This book uses MATLABR to analyze various applications in mathematics and mechanics. The authors hope to encourage engineers and scientists to consider this modern programming environment as an excellent alternative to languages such as FORTRAN or C++. MATLAB1 embodies an interactive environment with a high level programming language supporting both numerical and graphical commands for two- and three-dimensional data analysis and presentation. The wealth of intrinsic mathematical commands to handle matrix algebra, Fourier series, differential equations, and complex-valued functions makes simple calculator operations of many tasks previously requiring subroutine libraries with cumbersome argument lists.

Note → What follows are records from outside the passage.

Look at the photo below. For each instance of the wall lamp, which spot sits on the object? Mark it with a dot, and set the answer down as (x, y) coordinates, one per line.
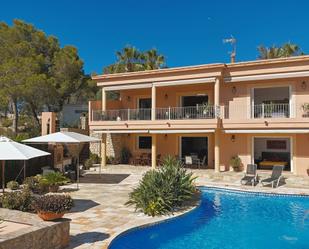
(233, 138)
(304, 85)
(234, 90)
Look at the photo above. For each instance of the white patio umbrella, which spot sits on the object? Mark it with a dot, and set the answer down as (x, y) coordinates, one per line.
(64, 137)
(10, 150)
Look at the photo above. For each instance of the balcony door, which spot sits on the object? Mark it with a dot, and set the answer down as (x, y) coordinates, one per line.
(193, 101)
(195, 107)
(195, 147)
(271, 102)
(144, 109)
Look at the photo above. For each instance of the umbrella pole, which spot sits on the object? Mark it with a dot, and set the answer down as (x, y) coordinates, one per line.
(3, 180)
(77, 171)
(24, 169)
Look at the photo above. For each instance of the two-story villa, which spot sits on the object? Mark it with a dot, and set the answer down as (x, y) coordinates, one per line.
(258, 110)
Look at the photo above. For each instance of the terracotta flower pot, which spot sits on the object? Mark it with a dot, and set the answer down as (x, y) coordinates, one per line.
(49, 215)
(53, 188)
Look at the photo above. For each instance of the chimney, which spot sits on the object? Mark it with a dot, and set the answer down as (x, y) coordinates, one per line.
(48, 123)
(233, 56)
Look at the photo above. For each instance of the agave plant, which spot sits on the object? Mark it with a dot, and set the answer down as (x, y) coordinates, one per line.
(161, 192)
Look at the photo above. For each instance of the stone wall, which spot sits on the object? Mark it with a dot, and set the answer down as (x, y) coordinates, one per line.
(38, 235)
(113, 144)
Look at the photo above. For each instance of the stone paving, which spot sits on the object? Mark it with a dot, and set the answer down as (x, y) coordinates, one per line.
(100, 214)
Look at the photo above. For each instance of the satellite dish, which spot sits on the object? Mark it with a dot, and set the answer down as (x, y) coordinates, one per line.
(231, 41)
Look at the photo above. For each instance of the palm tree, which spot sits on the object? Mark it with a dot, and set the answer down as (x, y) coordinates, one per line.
(131, 58)
(153, 60)
(286, 50)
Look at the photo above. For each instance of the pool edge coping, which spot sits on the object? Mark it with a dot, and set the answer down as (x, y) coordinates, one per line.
(209, 186)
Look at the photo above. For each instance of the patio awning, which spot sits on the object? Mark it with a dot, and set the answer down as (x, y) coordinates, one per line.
(155, 131)
(10, 150)
(121, 131)
(62, 137)
(277, 131)
(180, 131)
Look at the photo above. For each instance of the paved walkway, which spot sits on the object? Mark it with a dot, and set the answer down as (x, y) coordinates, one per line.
(100, 214)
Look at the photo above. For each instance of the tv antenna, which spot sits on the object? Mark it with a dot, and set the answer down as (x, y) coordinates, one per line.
(231, 41)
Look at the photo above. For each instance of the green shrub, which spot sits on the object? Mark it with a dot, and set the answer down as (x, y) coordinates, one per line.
(6, 122)
(125, 155)
(236, 163)
(95, 158)
(162, 191)
(18, 200)
(55, 179)
(37, 184)
(13, 185)
(56, 203)
(111, 160)
(88, 164)
(31, 182)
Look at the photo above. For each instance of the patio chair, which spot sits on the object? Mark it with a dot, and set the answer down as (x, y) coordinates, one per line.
(203, 162)
(250, 175)
(188, 160)
(275, 177)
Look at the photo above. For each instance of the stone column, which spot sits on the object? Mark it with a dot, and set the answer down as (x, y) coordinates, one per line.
(154, 151)
(217, 92)
(153, 102)
(217, 151)
(103, 150)
(217, 131)
(103, 99)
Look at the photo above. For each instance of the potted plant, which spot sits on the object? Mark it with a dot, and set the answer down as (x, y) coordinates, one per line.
(52, 206)
(125, 155)
(12, 185)
(236, 163)
(206, 109)
(54, 180)
(305, 108)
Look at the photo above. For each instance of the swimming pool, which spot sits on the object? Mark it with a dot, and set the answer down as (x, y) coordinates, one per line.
(228, 220)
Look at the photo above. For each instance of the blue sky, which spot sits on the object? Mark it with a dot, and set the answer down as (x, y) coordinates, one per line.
(186, 32)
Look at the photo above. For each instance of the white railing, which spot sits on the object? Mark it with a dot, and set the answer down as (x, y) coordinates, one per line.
(122, 115)
(169, 113)
(188, 112)
(257, 111)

We analyze problems, drawn from our teaching and research interests, emphasizing linear and nonlinear differential equation methods. Linear partial differential equations and linear matrix differential equations are analyzed using eigenfunctions and series solutions. Several types of physical problems are considered. Among these are heat conduction, harmonic response of strings, membranes, beams, and trusses, geometrical properties of areas and volumes, ßexure and buckling of indeterminate beams, elastostatic stress analysis, and multi-dimensional optimization.

Numerical integration of matrix differential equations is used in several examples illustrating the utility of such methods as well as essential aspects of numerical approximation. Attention is restricted to the Runge-Kutta method which is adequate to handle most situations. Space limitation led us to omit some interesting MATLAB features concerning predictor-corrector methods, stiff systems, and event locations.

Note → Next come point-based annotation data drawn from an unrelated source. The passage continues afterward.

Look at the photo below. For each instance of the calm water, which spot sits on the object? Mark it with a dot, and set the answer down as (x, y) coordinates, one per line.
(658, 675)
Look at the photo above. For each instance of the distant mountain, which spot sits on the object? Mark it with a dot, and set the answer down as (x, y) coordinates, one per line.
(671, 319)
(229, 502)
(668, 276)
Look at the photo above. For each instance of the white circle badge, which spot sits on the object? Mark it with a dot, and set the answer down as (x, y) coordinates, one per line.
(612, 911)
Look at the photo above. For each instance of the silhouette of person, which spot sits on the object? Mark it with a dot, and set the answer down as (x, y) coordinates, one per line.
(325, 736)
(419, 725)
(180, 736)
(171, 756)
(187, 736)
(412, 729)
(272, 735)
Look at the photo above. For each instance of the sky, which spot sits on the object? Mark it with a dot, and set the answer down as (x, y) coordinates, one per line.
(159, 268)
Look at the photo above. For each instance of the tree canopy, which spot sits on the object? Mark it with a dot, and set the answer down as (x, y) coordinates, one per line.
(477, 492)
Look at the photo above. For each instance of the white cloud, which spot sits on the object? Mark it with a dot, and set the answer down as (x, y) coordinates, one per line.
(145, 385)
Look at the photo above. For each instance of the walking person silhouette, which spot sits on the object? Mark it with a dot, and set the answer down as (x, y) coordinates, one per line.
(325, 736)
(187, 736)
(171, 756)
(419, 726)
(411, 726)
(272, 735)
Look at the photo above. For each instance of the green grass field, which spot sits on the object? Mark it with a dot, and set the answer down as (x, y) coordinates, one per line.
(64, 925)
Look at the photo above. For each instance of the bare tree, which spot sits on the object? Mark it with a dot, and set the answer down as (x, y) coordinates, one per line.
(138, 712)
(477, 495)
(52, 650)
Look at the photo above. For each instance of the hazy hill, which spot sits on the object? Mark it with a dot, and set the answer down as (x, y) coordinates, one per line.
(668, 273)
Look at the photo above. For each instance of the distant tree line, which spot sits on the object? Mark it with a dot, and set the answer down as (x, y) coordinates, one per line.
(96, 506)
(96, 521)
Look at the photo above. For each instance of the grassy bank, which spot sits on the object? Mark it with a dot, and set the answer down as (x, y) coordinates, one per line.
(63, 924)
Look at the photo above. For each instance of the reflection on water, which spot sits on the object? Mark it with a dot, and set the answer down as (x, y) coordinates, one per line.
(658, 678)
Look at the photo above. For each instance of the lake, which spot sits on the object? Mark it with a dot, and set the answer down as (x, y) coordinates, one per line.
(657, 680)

This book is not an introductory numerical analysis text. It is most useful as a reference or a supplementary text in computationally oriented courses emphasizing applications. The authors have previously solved many of the examples in FORTRAN. Our MATLAB solutions consume over three hundred pages (over twelve thousand lines). Although few books published recently present this much code, comparable FORTRAN versions would probably be signifcantly longer. In fact, the conciseness of MATLAB was a primary motivation for writing the book.